KinActive
is a tool for protein kinase (PK) sequences and structures.
It's intended for two purposes:
- Assembling, managing, and describing a collection of protein kinase sequences and structures.
- Using structure- and sequence-based ML models to annotate protein kinase sequences and structures.
The package can be installed via pip:
pip install kinactive
or directly from this repository:
pip install git+https://github.com/edikedik/kinactive.git
Using virtual environments (e.g., conda) is (always) recommended.
The data and ML models were extensively described in the following papers (currently under review):
- Classifying protein kinase conformations with machine learning. Ivan Reveguk & Thomas Simonson.
- Uncovering DFG-out sequence propensity determinants of kinases with machine learning. Ivan Reveguk & Thomas Simonson.
In short, the data collection encompasses PK domain PDB structures nested under (and
mapped to) the canonical UniProt sequences. Each domain sequence is also mapped to a
single reference profile (PF00069 from Pfam). The collection is prepared using the
lXtractor. Thus, any updates in the data are
tied to lXtractor
updates and improvements.
All the ML models here are XGBoost binary
classifiers. There are two kinds of models: those annotating PK domain sequences and
structures. The sequence-based models predict a given sequence's propensity to adopt
DFG-in or DFG-out orientations, in the apo or holo states, separately for tyrosine
and serine/threonine kinases. To facilitate the distribution into TK and STK groups,
there is an additional sequence-based model TkST
that outputs 0 for STK domains and 1
for TKs.
The structure-based models annotate PK domain structures as active/inactive
and DFG-in/out/other. For active/inactive prediction, the model is a simple binary
classifier. On the other hand, DFGclassifier
is a stack of three XGBoost
models
with a LogisticRegression
on top. The latter was trained to give more accurate
predictions for border cases, where the conformation is ambiguous. Thus, the output
will entail the probabilities of the original XGB
models (each for in, out, and
other conformations), and the "balanced" meta-classifier probabilities, which, for
obvious cases, will not differ much from the XGB
probabilities.
After installing the package, the kinactive
CLI should be available. Execute
kinactive
in the terminal to see, which commands are available. Currently, there are
fetch
, db
, and predict
commands.
Use kinactive fetch
to download already prepared datasets. One can customize, which
data to download via options. For instance, running
kinactive fetch --db
will download only the PK data collection, whereas executing
kinactive fetch --all -rvu -o downloads
will fetch all the available data to ./downloads
, unpack and remove raw archives, and
output basic logging information about the progress.

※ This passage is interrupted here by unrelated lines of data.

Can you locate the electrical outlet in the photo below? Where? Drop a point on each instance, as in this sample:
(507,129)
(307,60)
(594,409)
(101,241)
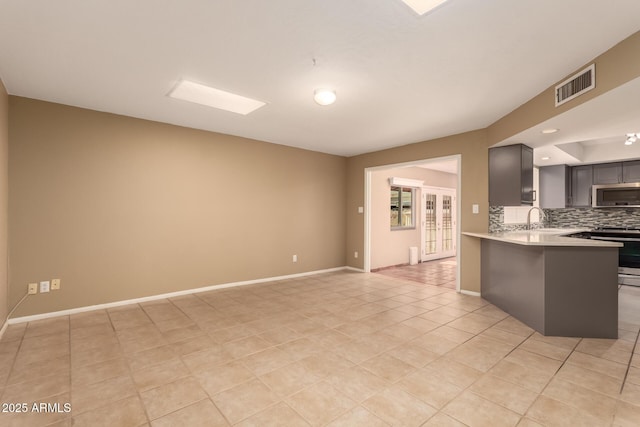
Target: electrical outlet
(44,286)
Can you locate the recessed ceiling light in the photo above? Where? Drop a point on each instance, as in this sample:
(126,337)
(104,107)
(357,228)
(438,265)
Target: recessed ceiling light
(423,6)
(205,95)
(324,96)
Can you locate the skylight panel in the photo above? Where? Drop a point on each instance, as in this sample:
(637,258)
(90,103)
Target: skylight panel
(422,7)
(205,95)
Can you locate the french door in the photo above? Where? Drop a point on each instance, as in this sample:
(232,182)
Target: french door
(438,223)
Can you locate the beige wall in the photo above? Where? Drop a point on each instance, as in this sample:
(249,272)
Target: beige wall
(120,208)
(4,197)
(390,247)
(472,147)
(617,66)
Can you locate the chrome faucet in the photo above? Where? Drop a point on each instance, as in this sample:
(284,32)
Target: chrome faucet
(542,218)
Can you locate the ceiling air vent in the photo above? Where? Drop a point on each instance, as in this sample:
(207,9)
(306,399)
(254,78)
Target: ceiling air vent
(576,85)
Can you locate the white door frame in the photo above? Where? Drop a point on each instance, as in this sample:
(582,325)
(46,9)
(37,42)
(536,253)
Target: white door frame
(439,191)
(367,207)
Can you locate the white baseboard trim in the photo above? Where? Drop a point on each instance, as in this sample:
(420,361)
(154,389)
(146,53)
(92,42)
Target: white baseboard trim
(471,293)
(4,328)
(160,296)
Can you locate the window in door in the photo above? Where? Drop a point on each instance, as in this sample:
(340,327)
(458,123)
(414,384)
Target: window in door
(402,208)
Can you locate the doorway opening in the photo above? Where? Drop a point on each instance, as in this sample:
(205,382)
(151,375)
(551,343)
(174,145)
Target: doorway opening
(434,231)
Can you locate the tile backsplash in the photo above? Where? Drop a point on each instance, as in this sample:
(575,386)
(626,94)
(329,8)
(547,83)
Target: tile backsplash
(570,218)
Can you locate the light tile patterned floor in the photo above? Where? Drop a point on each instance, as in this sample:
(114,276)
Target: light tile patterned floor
(339,349)
(441,272)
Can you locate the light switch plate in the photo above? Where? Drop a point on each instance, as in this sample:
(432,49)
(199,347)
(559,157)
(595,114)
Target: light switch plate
(44,286)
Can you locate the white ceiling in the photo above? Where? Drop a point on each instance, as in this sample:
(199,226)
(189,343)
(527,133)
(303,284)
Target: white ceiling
(593,132)
(400,78)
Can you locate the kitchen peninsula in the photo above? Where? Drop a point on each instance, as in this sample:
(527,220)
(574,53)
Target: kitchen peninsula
(557,285)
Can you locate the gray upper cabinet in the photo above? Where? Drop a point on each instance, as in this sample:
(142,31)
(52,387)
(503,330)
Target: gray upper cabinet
(511,175)
(607,173)
(555,186)
(631,171)
(581,181)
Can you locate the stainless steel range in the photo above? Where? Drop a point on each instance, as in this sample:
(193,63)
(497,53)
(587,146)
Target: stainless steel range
(629,254)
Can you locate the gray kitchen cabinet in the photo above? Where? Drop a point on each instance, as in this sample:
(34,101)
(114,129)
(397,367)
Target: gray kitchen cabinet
(511,175)
(555,186)
(607,173)
(631,171)
(581,181)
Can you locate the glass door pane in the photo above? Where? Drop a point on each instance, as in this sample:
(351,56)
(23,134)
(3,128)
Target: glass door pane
(430,224)
(447,223)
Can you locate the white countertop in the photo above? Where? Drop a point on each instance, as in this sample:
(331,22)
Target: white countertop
(545,237)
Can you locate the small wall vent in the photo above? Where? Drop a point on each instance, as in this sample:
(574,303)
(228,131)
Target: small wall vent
(576,85)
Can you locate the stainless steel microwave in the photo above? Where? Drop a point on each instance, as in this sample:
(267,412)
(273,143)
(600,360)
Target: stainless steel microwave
(611,195)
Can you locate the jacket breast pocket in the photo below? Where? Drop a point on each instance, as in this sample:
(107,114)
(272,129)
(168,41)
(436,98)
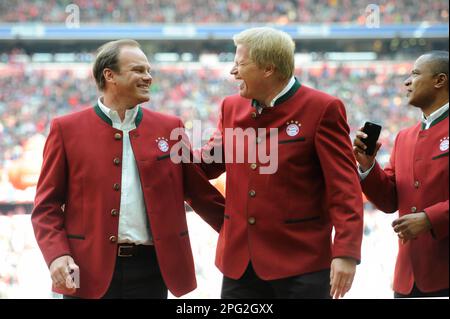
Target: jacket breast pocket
(443,155)
(294,140)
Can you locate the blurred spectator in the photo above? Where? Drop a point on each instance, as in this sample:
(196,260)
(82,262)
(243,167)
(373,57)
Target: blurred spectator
(224,11)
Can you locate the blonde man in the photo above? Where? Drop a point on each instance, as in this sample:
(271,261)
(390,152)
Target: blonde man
(276,241)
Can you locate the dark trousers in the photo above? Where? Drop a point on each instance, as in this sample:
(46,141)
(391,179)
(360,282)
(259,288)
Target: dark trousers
(136,277)
(314,285)
(416,293)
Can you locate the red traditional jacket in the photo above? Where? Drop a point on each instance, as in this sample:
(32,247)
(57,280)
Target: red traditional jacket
(78,197)
(282,222)
(416,180)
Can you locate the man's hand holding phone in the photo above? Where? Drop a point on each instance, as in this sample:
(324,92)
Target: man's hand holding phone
(366,145)
(65,274)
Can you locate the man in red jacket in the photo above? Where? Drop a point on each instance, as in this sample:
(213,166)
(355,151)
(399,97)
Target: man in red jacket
(110,201)
(276,240)
(415,182)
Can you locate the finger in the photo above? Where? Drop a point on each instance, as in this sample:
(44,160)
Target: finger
(339,287)
(401,228)
(360,134)
(358,143)
(336,286)
(358,150)
(397,221)
(377,147)
(348,285)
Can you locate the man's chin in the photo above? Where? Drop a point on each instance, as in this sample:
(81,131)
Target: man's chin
(144,98)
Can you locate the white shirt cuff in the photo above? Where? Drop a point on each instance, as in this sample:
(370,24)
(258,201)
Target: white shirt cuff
(363,175)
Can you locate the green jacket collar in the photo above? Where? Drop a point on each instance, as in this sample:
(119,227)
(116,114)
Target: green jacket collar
(284,97)
(106,119)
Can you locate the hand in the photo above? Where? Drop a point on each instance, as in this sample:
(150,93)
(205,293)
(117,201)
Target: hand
(341,276)
(365,161)
(411,225)
(60,272)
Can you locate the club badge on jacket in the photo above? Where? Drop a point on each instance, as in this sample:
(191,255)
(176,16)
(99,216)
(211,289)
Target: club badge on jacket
(293,127)
(163,144)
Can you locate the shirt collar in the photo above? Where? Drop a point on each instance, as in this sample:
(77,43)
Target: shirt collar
(129,120)
(279,97)
(428,121)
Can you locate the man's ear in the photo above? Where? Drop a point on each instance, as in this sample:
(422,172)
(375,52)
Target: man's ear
(108,74)
(269,70)
(441,80)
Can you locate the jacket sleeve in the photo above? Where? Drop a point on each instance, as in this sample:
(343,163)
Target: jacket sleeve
(211,156)
(48,214)
(380,187)
(199,193)
(343,190)
(438,217)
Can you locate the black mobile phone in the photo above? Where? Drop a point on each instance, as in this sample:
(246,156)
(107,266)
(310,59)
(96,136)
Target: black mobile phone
(373,132)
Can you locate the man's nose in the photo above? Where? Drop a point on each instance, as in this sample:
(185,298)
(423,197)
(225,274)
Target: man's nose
(407,81)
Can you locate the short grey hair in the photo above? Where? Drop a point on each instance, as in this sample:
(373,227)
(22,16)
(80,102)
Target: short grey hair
(108,57)
(268,46)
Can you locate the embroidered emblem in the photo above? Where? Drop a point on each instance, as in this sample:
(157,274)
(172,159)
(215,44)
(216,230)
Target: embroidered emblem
(293,127)
(163,144)
(444,144)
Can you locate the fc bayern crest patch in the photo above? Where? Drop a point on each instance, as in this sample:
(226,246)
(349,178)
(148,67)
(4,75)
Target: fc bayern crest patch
(443,146)
(293,127)
(163,144)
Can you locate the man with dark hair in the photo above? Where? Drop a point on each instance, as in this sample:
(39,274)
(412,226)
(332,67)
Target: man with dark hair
(415,182)
(110,201)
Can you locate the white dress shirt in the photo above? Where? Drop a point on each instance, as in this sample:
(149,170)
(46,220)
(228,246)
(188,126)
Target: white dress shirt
(133,223)
(291,83)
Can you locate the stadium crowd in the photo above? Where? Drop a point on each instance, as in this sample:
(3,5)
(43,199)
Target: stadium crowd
(223,11)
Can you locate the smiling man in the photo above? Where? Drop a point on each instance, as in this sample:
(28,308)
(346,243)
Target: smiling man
(276,241)
(415,182)
(109,202)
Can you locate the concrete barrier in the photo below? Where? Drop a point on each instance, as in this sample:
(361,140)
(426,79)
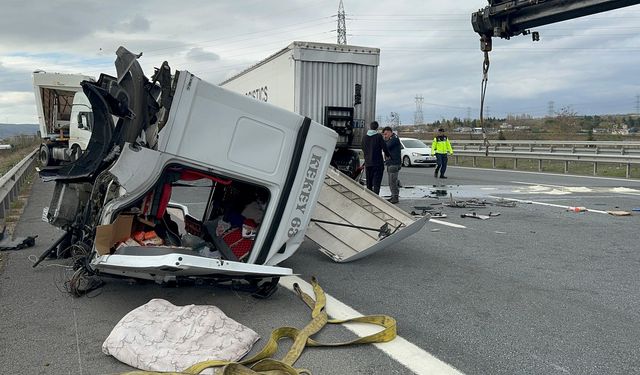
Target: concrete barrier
(12,182)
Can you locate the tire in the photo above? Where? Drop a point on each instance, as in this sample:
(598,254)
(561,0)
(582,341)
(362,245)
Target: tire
(44,156)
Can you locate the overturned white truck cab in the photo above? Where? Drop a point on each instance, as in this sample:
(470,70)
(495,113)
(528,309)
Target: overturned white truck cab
(193,180)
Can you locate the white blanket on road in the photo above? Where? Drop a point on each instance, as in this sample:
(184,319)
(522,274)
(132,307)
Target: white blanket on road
(159,336)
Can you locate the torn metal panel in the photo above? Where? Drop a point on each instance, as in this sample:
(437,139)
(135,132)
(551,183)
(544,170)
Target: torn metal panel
(344,201)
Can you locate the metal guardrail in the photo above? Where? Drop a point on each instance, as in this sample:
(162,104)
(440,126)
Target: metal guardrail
(626,153)
(12,181)
(572,147)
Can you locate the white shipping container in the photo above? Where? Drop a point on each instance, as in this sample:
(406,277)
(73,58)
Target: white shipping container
(309,77)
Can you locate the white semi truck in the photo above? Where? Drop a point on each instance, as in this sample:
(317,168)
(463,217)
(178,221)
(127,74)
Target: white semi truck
(333,84)
(261,176)
(64,116)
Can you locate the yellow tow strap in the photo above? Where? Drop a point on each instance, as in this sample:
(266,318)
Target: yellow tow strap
(263,364)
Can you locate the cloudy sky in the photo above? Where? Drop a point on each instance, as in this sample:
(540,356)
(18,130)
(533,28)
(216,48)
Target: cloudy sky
(589,65)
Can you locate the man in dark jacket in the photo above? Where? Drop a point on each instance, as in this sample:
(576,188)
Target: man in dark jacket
(373,146)
(393,163)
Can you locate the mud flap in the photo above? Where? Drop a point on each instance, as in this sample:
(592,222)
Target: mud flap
(347,213)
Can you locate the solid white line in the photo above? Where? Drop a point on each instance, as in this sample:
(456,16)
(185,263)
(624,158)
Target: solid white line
(548,204)
(546,174)
(414,358)
(446,223)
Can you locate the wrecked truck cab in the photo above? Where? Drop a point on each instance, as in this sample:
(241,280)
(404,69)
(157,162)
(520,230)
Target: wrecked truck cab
(232,153)
(184,179)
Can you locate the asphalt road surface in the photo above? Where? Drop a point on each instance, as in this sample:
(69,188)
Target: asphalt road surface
(536,290)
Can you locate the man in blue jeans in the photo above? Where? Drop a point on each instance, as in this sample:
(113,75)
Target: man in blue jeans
(441,147)
(373,146)
(393,163)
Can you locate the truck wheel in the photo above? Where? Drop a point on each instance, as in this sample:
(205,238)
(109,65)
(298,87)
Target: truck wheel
(44,155)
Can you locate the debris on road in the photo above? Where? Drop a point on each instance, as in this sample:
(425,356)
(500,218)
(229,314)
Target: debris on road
(504,203)
(576,209)
(263,361)
(619,213)
(17,243)
(475,216)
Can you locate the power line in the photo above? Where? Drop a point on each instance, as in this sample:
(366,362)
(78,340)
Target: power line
(419,117)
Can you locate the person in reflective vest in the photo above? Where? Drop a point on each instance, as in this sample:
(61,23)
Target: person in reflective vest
(441,147)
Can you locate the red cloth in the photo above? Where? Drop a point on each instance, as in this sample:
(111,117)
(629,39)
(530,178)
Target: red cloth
(239,246)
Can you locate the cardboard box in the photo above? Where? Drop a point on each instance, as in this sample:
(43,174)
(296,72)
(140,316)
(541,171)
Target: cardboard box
(108,235)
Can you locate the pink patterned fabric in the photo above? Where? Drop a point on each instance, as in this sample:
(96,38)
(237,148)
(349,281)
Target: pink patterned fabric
(159,336)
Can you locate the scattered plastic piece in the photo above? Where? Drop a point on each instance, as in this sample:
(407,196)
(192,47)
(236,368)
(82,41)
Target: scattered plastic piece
(576,209)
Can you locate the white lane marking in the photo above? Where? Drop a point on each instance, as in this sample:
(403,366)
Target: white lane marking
(543,173)
(446,223)
(547,204)
(411,356)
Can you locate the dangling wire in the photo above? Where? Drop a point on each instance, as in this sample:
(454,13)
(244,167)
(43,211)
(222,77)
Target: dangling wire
(485,46)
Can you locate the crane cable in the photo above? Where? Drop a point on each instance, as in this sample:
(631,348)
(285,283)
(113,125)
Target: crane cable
(485,46)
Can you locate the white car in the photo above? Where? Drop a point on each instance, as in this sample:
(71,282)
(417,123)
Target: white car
(414,151)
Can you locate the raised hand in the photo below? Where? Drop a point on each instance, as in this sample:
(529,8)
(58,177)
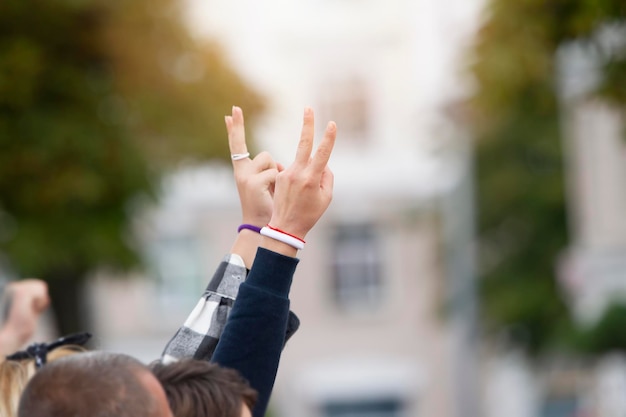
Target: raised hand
(304,190)
(254,177)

The datasets can also be fetched directly via this link.
Use kinactive predict
to apply the ML models to a small number of sequences
or structures. For a more extensive data collection, one should first compile it
separately (see below). Then variable descriptors can be calculated here or also
separately using lXtractor
(see
this link
).
Examples:
This command will run sequence-based models on the SRC kinase sequence:
kinactive predict -t s -o ./seq_predictions P12931
which should output the following:
This command will run structure-based models on two SRC kinase structures:
kinactive predict -t S -o ./pdb_predictions 2OIQ 2SRC
Finally, the following command will run structure-based models on the AlphaFold2-predicted model of the SRC kinase:
kinactive predict -t a -o ./af2_predictions P12931
In each of these cases, the collection of chain sequences or chains structures,
the calculated variables necessary for the models, and predictions will be saved
to the *_predictions
directory. Note that these chains can also serve as input
to the models. For instance, to run sequence-based models on domain sequences
extracted from the 2OIQ and 2SRC entries, one could execute:
kinactive predict -t s -o ./str_seq_predictions -d ./pdb_predictions/chains/*/segments/*
Note that in the command above, we supplied a flag -d
to signify that the domains we
provided paths to already extracted domains (stored ChainSequence
objects). Also note
that flags can be concatenated, e.g., -dlv
would translate to "domains were
extracted; write a log file; verbose".
TBD: Using the CLI to compile the data collection is not implemented at the moment.
One can refer to
this link
for compiling the database from Python interpreter. Compiling arbitrary data collections
will be handled by a general-purpose customizable database protocol, which will be made
available with lXtractor
>=0.2. Stay tuned!
Advanced users may compile and explore data collection, calculate additional variables, run ML models, from within the Python interpreter. These use-cases are described in the kinactive documentation.